General characteristics
- Class & type: H-class submarine
- Displacement: 364 long tons (370 t) surfaced; 434 long tons (441 t) submerged;
- Length: 150 ft 3 in (45.80 m)
- Beam: 15 ft 4 in (4.67 m)
- Propulsion: 1 × 480 hp (358 kW) diesel engine; 2 × 620 hp (462 kW) electric motors;
- Speed: 13 knots (24 km/h; 15 mph) surfaced; 10 knots (19 km/h; 12 mph) submerged;
- Range: 1,600 nmi (3,000 km) at 10 kn (19 km/h; 12 mph) surfaced; 130 nmi (240 km) at 2 kn (3.7 km/h; 2.3 mph) submerged;
- Complement: 22
- Armament: 4 × 18 in (457 mm) bow torpedo tubes; 6 × 18 inch torpedoes;

= HMS H7 =

Submarine of the Royal Navy

HMS H7 was a British H-class submarine built by the Canadian Vickers Co, Montreal, Quebec, Canada. She was laid down on 19 May 1915 and was commissioned in June 1915. HMS H7 was sold in 1921.

==Design==
She had a displacement of 364 LT at the surface and 434 LT while submerged. Her total length was 150 ft 3 in, with a beam of 15 ft 4 in and a draught of 12 ft.

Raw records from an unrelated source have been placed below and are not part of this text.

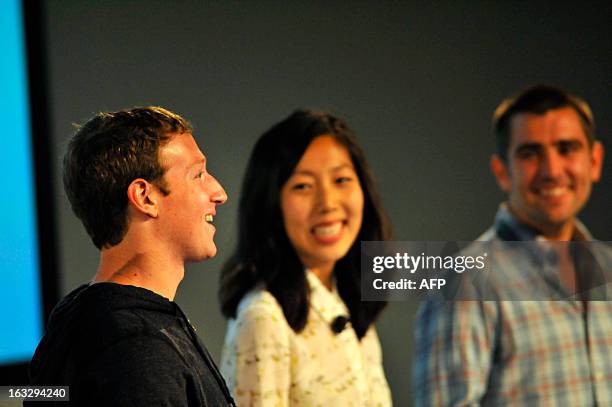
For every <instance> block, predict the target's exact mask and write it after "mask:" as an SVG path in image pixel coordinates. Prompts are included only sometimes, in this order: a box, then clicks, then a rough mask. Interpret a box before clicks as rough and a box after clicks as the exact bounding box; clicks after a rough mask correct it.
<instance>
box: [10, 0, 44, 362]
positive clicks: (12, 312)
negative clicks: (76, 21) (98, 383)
mask: <svg viewBox="0 0 612 407" xmlns="http://www.w3.org/2000/svg"><path fill="white" fill-rule="evenodd" d="M0 4H1V7H2V12H0V53H1V55H2V63H0V91H1V94H2V97H0V111H1V112H2V116H3V118H4V119H3V120H2V137H1V138H0V140H1V147H0V154H1V155H2V156H1V158H0V174H2V180H3V181H2V195H3V197H2V198H0V364H5V363H17V362H26V361H28V360H29V359H30V358H31V356H32V353H33V352H34V349H35V348H36V345H37V343H38V341H39V340H40V337H41V335H42V310H41V294H40V279H39V273H40V271H39V250H38V237H37V227H36V199H35V185H34V163H33V152H32V148H31V143H32V135H31V124H30V103H29V97H28V75H27V61H26V47H25V35H24V23H23V15H22V14H23V12H22V5H21V1H20V0H2V1H0Z"/></svg>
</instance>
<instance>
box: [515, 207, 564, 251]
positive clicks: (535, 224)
mask: <svg viewBox="0 0 612 407" xmlns="http://www.w3.org/2000/svg"><path fill="white" fill-rule="evenodd" d="M508 209H509V211H510V213H511V214H512V216H514V217H515V218H516V220H518V221H519V222H520V223H522V224H524V225H526V226H529V227H530V228H532V229H535V230H537V231H538V232H539V234H540V235H541V236H542V237H544V238H545V239H546V240H551V241H564V242H567V241H570V240H572V238H573V236H574V231H575V229H576V220H575V218H572V219H570V220H568V221H566V222H563V223H561V224H558V225H552V224H543V223H541V222H537V221H534V220H531V219H528V218H526V217H524V216H521V214H520V213H518V212H517V211H515V210H513V209H512V206H510V205H508Z"/></svg>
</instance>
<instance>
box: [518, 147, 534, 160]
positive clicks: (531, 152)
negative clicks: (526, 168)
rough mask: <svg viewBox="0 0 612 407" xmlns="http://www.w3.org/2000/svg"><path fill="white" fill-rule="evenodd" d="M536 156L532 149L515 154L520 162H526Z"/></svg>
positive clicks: (520, 150) (533, 157)
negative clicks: (519, 159)
mask: <svg viewBox="0 0 612 407" xmlns="http://www.w3.org/2000/svg"><path fill="white" fill-rule="evenodd" d="M536 155H537V152H536V151H535V150H532V149H523V150H519V151H517V152H516V157H517V158H518V159H520V160H527V159H530V158H534V157H535V156H536Z"/></svg>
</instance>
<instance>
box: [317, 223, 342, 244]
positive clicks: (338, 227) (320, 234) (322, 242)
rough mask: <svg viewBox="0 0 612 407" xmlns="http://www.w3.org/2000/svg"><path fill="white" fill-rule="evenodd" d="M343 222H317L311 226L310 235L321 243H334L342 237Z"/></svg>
mask: <svg viewBox="0 0 612 407" xmlns="http://www.w3.org/2000/svg"><path fill="white" fill-rule="evenodd" d="M344 224H345V223H344V222H342V221H337V222H329V223H322V224H319V225H317V226H315V227H314V228H312V235H313V236H314V237H315V239H316V240H317V241H319V242H321V243H324V244H330V243H335V242H337V241H338V240H339V239H340V238H341V237H342V231H343V230H344Z"/></svg>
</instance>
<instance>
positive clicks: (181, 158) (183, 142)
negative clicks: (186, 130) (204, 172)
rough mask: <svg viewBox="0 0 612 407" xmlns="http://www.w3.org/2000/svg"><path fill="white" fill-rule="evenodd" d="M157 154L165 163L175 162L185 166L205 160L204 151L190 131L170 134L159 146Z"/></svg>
mask: <svg viewBox="0 0 612 407" xmlns="http://www.w3.org/2000/svg"><path fill="white" fill-rule="evenodd" d="M159 156H160V159H161V161H162V162H164V163H166V164H172V163H177V164H179V165H181V166H187V167H190V166H193V165H198V164H202V163H204V162H206V157H205V156H204V153H202V150H200V148H199V147H198V144H197V142H196V141H195V138H194V137H193V135H192V134H191V133H177V134H172V135H171V138H170V141H168V142H167V143H166V144H164V145H163V146H161V147H160V149H159Z"/></svg>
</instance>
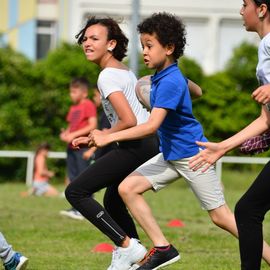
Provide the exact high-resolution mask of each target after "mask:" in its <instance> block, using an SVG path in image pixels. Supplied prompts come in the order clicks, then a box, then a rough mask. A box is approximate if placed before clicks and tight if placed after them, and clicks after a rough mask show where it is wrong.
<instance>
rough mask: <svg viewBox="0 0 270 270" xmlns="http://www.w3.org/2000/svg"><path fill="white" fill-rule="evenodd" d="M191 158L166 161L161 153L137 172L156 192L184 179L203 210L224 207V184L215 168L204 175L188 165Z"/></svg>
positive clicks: (135, 170)
mask: <svg viewBox="0 0 270 270" xmlns="http://www.w3.org/2000/svg"><path fill="white" fill-rule="evenodd" d="M191 158H192V157H190V158H183V159H180V160H176V161H166V160H164V158H163V154H162V153H159V154H158V155H156V156H154V157H153V158H151V159H150V160H148V161H147V162H145V163H144V164H142V165H141V166H140V167H139V168H137V169H136V170H135V171H136V172H138V173H140V174H141V175H143V176H145V177H146V178H147V179H148V180H149V182H150V183H151V185H152V187H153V190H154V191H158V190H160V189H162V188H164V187H166V186H167V185H168V184H170V183H172V182H174V181H176V180H177V179H179V178H181V177H183V178H184V179H185V180H186V182H187V183H188V185H189V186H190V188H191V189H192V191H193V193H194V194H195V196H196V197H197V198H198V200H199V201H200V204H201V207H202V208H203V209H205V210H213V209H216V208H218V207H220V206H222V205H224V204H225V198H224V194H223V188H222V184H221V182H220V180H219V179H218V177H217V175H216V171H215V168H214V166H211V167H210V168H209V169H208V170H207V171H206V172H204V173H203V172H201V170H198V171H193V170H191V169H190V168H189V165H188V162H189V160H190V159H191Z"/></svg>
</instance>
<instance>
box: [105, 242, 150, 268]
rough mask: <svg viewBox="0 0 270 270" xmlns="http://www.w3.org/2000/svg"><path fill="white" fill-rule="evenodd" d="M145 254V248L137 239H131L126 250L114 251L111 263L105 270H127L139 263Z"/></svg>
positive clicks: (117, 248)
mask: <svg viewBox="0 0 270 270" xmlns="http://www.w3.org/2000/svg"><path fill="white" fill-rule="evenodd" d="M146 253H147V250H146V248H145V247H144V246H143V245H142V244H140V242H139V241H138V240H137V239H134V238H131V239H130V243H129V246H128V247H127V248H122V247H116V248H115V249H114V251H113V254H112V263H111V265H110V266H109V268H108V269H107V270H128V269H130V267H131V265H133V264H134V263H136V262H138V261H141V260H142V259H143V258H144V256H145V254H146Z"/></svg>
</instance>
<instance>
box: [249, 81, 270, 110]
mask: <svg viewBox="0 0 270 270" xmlns="http://www.w3.org/2000/svg"><path fill="white" fill-rule="evenodd" d="M251 96H252V98H253V99H254V100H256V101H257V102H258V103H260V104H262V105H265V104H267V103H270V84H265V85H262V86H260V87H258V88H257V89H256V90H255V91H254V92H253V93H252V95H251Z"/></svg>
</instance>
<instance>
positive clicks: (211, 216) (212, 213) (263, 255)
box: [208, 204, 270, 265]
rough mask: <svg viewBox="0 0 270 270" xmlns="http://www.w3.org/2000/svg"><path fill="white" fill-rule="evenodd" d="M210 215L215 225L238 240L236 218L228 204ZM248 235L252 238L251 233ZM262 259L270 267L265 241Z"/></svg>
mask: <svg viewBox="0 0 270 270" xmlns="http://www.w3.org/2000/svg"><path fill="white" fill-rule="evenodd" d="M208 213H209V216H210V218H211V220H212V221H213V223H214V224H215V225H217V226H218V227H220V228H222V229H224V230H226V231H228V232H229V233H231V234H232V235H233V236H235V237H237V238H238V230H237V226H236V222H235V217H234V214H233V213H232V211H231V210H230V208H229V207H228V206H227V204H225V205H223V206H220V207H218V208H216V209H214V210H210V211H208ZM248 234H249V236H250V231H249V233H248ZM253 244H254V243H253ZM262 257H263V259H264V260H265V262H266V263H267V264H269V265H270V247H269V245H268V244H267V243H266V242H265V241H264V242H263V253H262Z"/></svg>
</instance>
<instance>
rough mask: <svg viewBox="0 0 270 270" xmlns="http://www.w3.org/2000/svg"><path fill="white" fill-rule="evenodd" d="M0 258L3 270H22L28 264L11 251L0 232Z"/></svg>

Her two diesel engines provided a total power of 480 hp and her two electric motors provided 320 hp power which gave the submarine a maximum surface speed of 13 kn and a submerged speed of 11 kn. She would normally carry 16.4 LT of fuel and had a maximum capacity of 18 LT and a range of 1600 nmi. The boat was armed with a 6 pdr Hotchkiss quick-firing gun and four 18 in bow torpedo tubes with six 18 in torpedoes carried. The complement was twenty-two crew members.